Disastro ambientale, traffico illecito di rifiuti, inquinamento ambientale e falso in atto pubblico sono i reati contestati ai sedici indagati
I dirigenti della Sogin avrebbero appreso “già nel 2014, grazie alle analisi da loro stessi condotte, della grave contaminazione da tricloroetilene e cromo esavalente delle acque di falda sottostanti il loro sito e avrebbero effettuato le prescritte comunicazioni agli enti competenti solo nel 2015″. La contaminazione della falda, con il passare del tempo, si sarebbe spinta fin ben oltre la s.s. 106. Il tutto sarebbe stato possibile grazie ad “omissioni nell’attività di controllo da parte della provincia di Matera e del Comune di Rotondella” utilizzando atti con “dati non veritieri”.
Per ottenere l’autorizzazione per scaricare nel mar Jonio sarebbero stati utilizzati atti risalenti al 2012 e, quindi, antecedenti all’inquinamento della falda. Peggio, forse, sarebbe stato fatto nei confronti del fiume Sinni: le acque reflue industriali sarebbero state scaricate direttamente nel corso d’acqua, facendole passare come “soli reflui civili in uscita dal depuratore”. La Sogin, infatti, “non avendo un impianto di trattamento, avrebbe scaricato nel fiume Sinni le acque meteoriche di dilavamento e quelle industriali, tutte non trattate direttamente nel Sinni“.

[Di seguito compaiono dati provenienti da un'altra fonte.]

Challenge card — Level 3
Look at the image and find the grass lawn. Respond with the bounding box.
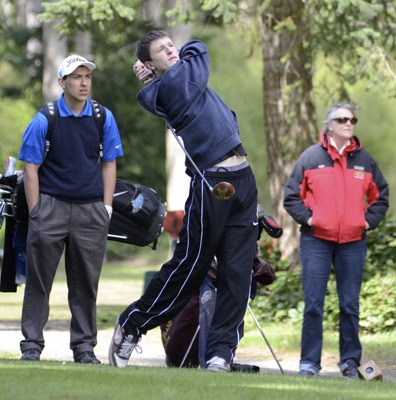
[0,239,396,400]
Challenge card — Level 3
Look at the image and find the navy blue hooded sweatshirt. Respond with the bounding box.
[137,40,241,170]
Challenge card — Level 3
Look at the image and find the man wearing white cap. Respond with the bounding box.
[19,55,123,364]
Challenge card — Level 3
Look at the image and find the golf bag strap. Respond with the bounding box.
[40,100,106,159]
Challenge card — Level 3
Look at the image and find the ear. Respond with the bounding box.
[58,78,65,89]
[144,61,155,71]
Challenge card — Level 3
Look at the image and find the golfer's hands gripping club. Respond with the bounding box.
[133,60,155,85]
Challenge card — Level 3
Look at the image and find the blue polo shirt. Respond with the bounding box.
[18,94,123,164]
[19,95,122,203]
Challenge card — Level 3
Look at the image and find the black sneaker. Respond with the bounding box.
[109,318,142,368]
[298,369,316,376]
[21,349,41,361]
[342,359,359,380]
[74,351,101,364]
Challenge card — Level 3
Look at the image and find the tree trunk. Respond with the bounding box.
[260,0,317,267]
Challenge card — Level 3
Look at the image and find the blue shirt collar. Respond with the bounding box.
[57,93,92,117]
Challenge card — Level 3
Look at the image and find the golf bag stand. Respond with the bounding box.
[247,304,285,375]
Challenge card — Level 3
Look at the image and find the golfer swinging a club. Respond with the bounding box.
[109,31,258,372]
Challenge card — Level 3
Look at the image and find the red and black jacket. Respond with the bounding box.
[284,132,389,243]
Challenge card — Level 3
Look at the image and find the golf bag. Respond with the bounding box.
[107,179,166,250]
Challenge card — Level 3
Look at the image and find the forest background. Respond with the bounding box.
[0,0,396,330]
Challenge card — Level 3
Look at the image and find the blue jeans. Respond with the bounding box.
[300,233,367,374]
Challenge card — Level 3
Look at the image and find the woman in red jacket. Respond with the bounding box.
[284,103,388,379]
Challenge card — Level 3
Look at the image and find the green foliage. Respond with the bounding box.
[0,98,35,165]
[39,0,141,35]
[253,215,396,333]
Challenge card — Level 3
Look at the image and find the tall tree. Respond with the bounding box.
[190,0,396,266]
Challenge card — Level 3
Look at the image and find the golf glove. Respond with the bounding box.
[105,204,113,219]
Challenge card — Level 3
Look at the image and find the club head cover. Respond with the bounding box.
[252,256,276,285]
[259,214,283,239]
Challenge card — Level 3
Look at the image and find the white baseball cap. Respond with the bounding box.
[58,54,96,78]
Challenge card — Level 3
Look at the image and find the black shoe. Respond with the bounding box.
[74,351,101,364]
[231,363,260,373]
[21,349,41,361]
[298,369,316,376]
[342,359,359,380]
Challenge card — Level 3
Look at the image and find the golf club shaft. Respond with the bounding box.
[247,304,285,375]
[179,325,201,368]
[164,118,213,192]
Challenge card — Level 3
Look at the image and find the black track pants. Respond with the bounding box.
[120,167,258,362]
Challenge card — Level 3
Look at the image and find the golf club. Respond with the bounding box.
[164,118,235,200]
[247,304,285,375]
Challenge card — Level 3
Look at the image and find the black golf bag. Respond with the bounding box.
[107,179,166,250]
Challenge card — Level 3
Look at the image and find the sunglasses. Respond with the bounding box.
[333,117,357,125]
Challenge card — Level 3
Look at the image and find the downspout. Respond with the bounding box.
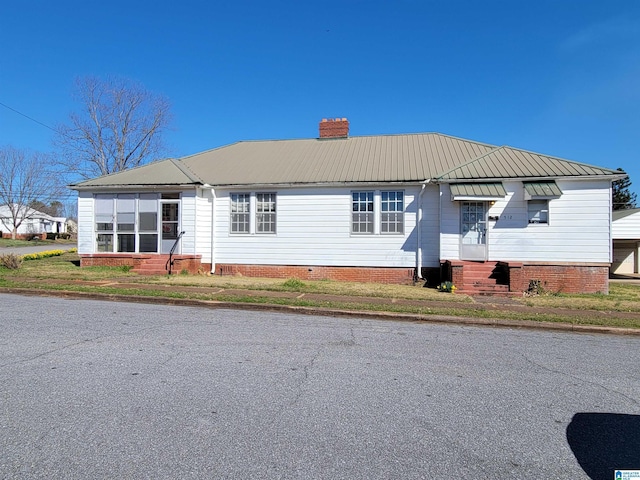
[204,184,216,275]
[416,180,431,278]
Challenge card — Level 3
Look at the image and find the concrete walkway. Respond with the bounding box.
[0,277,640,335]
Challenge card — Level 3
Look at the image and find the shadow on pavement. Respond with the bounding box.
[567,413,640,480]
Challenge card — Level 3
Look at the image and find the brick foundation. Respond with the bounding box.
[215,263,415,284]
[0,232,47,240]
[504,262,609,294]
[441,260,609,294]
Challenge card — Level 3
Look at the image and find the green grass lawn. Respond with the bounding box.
[0,238,75,248]
[0,251,640,328]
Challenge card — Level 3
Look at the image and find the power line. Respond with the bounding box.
[0,102,58,133]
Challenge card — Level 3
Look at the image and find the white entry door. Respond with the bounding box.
[460,202,487,261]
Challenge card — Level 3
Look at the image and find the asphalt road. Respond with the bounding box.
[0,295,640,480]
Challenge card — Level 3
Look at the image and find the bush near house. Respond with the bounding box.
[0,253,22,270]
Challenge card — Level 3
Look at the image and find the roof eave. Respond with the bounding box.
[67,183,204,192]
[433,174,626,183]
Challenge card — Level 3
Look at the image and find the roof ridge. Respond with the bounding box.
[500,145,627,175]
[170,158,202,184]
[435,145,505,180]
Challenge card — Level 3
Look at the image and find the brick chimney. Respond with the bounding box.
[320,118,349,138]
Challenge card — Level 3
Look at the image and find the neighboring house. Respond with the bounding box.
[611,208,640,275]
[71,119,624,292]
[0,205,67,238]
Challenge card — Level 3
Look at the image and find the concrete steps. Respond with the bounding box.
[131,255,169,275]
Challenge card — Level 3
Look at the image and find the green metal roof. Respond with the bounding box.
[71,133,621,190]
[450,182,507,198]
[437,147,620,181]
[523,181,562,198]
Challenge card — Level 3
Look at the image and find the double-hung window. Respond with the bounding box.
[256,193,276,233]
[380,192,404,233]
[231,193,251,233]
[527,200,549,223]
[351,192,373,234]
[116,194,136,252]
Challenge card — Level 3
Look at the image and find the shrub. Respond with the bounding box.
[0,253,22,270]
[282,278,305,290]
[22,250,71,260]
[438,282,457,293]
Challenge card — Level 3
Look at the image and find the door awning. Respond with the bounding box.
[524,180,562,200]
[450,182,507,200]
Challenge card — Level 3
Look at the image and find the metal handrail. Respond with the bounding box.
[164,230,185,275]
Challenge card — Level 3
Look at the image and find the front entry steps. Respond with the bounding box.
[131,254,200,275]
[447,260,513,296]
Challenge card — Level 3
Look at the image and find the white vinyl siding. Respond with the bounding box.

Il danno per l’ecosistema del Bosco sarebbe enorme. E’ bene, infatti, ricordare che il Sinni rientra all’interno della Riserva Naturale Regionale, Z.P.S., Z.S.C., mentre lo scarico in mare dell’impianto si trova immediatamente a ridosso dell’area protetta.
Eppure le Misure di Tutela e Conservazione previste dalla Regione Basilicata per i siti Rete Natura 2000, adottate nel 2012, prevedono: una “intensificazione dei controlli da parte dell’Ente Gestore” (ovvero, la Provincia di Matera), una “intensificazione dell’azione di controllo e vigilanza al fine di evitare lo sversamento…di rifiuti e fanghi di qualsiasi genere”, il monitoraggio biochimico delle acque e il carico di eventuali sostanze nocive, la “preservazione e ripristino degli ambienti ripariali e acquatici” e il “controllo delle attività antropiche sull’alveo fluviale”.
Seppure i reati contestai siano gravissimi e abbiano importanti conseguenze sulla salute pubblica, ci troviamo comunque di fronte all’ennesimo affronto perpetrato nei confronti del Bosco Pantano.